More than Half of the Population Lost
The researchers thoroughly inspected each avenue inside the Great Barrier Reef surveying every species that could be found in the once-magical city, to come to a conclusion that the summer of 2016 had transformed the place permanently, and there was nothing that could be done to reverse the damage.
The northern third of the Reef, which was considered the most pristine area of the city, had less than half of its original population of corals remaining. Two of the most important species namely tabular coral, with it’s flat, fanlike structure, and staghorn coral, which resembled precious amber in color, had almost been wiped out completely from the remaining coral population.
But it wasn’t just a couple of species or a small area of the Reef that had been affected. The analysis showed that almost the entire ecosystem had suffered the damage. The author of the eye-opening study, Terry Hughes, said that the catastrophe, which lasted for almost nine months, had accounted for an average of one in three coral deaths. Hughes is the director of Australia’s federal research program called the ARC Center of Excellence for Coral Reef Studies, which, as the name implies, is dedicated to coral research.

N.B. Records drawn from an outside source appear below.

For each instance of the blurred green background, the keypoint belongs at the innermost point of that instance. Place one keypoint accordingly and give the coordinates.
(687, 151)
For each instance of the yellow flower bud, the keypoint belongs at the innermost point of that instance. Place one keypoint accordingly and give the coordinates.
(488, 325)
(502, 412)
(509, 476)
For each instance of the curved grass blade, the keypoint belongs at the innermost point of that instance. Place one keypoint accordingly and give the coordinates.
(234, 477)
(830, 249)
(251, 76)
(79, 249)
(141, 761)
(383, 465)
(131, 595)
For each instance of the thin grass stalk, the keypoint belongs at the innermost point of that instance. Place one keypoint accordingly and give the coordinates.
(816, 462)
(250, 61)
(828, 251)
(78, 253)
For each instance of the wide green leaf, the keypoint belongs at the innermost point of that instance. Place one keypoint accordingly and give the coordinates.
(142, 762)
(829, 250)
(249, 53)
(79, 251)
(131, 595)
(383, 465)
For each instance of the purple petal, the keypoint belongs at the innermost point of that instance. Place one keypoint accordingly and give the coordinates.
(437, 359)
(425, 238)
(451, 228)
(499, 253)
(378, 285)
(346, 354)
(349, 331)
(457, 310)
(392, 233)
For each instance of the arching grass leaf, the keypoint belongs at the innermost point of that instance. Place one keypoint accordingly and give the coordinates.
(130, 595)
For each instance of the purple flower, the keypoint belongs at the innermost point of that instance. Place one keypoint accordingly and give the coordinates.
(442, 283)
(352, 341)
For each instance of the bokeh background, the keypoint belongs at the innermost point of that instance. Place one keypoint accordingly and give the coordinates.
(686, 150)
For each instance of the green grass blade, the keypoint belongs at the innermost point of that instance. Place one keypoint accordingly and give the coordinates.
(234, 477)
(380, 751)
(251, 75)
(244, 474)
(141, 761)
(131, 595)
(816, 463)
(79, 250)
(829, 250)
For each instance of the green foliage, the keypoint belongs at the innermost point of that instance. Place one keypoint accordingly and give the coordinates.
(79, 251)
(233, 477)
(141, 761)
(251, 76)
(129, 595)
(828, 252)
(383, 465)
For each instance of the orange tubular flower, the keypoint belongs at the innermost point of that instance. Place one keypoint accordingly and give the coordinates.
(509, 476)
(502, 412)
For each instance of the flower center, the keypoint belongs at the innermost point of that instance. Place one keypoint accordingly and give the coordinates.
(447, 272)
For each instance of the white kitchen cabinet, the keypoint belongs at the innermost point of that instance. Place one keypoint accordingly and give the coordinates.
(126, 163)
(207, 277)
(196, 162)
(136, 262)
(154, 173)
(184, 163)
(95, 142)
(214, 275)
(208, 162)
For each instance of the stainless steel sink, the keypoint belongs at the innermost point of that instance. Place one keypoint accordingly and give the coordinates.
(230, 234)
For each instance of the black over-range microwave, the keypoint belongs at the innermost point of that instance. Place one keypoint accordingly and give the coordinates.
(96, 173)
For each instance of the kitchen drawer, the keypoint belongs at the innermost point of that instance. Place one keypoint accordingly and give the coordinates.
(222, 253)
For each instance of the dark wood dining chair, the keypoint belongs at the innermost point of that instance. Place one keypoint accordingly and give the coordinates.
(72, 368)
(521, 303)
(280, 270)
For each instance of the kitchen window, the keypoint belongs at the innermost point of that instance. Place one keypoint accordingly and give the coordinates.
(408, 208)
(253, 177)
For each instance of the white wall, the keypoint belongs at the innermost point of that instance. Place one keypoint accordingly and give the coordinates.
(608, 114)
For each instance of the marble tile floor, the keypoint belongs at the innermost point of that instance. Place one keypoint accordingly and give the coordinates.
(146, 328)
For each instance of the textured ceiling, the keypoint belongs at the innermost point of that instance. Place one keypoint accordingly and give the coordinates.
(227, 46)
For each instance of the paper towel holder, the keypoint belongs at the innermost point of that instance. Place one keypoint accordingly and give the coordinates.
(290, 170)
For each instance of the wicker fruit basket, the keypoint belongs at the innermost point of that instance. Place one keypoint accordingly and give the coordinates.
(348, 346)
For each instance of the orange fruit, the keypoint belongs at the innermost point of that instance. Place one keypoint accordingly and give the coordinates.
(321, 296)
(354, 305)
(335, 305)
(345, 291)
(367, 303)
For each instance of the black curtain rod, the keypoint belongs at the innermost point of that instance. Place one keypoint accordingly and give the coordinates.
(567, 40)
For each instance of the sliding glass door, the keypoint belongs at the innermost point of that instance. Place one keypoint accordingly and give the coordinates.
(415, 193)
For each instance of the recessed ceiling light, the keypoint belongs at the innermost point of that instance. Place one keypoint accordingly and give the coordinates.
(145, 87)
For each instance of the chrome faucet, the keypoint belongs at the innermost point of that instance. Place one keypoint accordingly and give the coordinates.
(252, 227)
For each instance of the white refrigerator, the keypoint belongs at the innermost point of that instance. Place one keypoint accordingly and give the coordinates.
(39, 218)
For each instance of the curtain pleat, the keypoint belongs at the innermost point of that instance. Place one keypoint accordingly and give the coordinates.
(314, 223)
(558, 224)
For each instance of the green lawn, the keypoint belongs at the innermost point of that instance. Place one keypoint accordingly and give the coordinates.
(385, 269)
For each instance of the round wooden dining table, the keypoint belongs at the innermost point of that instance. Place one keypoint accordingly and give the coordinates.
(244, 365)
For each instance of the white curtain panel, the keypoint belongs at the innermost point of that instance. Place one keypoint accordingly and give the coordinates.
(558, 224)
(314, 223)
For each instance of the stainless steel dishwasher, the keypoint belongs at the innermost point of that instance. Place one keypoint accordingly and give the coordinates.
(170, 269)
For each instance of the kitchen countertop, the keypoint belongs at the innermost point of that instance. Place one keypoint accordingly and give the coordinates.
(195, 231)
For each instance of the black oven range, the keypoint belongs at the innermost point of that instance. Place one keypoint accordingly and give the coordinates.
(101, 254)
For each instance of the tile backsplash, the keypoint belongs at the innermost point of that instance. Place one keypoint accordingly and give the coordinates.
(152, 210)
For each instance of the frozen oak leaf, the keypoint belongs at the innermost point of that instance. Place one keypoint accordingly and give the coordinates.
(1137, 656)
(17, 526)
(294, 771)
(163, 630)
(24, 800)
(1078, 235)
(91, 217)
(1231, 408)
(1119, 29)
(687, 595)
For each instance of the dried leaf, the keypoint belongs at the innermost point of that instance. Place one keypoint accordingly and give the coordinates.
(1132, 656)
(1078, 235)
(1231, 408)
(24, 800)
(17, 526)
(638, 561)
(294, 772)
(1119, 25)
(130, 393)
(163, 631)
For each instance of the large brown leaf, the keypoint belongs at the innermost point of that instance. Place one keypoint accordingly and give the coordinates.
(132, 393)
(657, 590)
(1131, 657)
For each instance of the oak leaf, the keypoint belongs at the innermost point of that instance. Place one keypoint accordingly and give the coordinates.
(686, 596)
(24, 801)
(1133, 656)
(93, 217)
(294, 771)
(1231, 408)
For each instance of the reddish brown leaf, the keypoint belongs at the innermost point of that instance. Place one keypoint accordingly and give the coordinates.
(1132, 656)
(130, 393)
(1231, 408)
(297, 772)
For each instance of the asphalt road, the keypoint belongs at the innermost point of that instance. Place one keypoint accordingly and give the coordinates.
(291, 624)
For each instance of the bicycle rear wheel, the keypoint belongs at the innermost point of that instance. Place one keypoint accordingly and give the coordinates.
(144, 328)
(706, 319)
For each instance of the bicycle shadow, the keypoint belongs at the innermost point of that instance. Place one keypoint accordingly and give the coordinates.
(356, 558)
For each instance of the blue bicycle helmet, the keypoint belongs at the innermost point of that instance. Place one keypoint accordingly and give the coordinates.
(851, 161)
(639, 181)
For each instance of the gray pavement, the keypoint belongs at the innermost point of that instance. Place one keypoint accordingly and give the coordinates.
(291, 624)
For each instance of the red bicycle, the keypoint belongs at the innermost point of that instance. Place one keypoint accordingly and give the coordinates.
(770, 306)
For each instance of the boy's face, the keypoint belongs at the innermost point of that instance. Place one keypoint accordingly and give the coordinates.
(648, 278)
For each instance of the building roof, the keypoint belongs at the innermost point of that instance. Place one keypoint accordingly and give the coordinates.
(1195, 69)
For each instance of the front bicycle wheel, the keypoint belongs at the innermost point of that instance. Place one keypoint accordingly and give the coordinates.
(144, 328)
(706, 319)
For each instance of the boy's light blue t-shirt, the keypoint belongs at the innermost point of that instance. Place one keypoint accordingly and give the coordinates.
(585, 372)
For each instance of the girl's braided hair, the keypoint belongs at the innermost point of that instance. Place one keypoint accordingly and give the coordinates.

The World Could Lose Corals in 50 years
The ARC director said that upon the post-catastrophe inspection, it seemed like the entire ecosystem was crippled and now the city is no longer the pristine land of emerald-colored body of life – it has degraded to something much worse. Hughes says that the ecosystem looks and performs completely differently than it did three years ago. A marine biologist named John Bruno, who wasn’t involved in the study, commented that the results confirm the scientists and environmentalists’ worst fears.
But the troubles for the Great Barrier Reef did not end after the summer of 2016 was over. After scanty months of winter, the Reef was again struck by the heat of summer 2017 as the water covering the entire city began to warm up once again, starting another mass bleaching event. Hugh believes that the rising global temperatures due to climate change could be the cause of the coral destruction.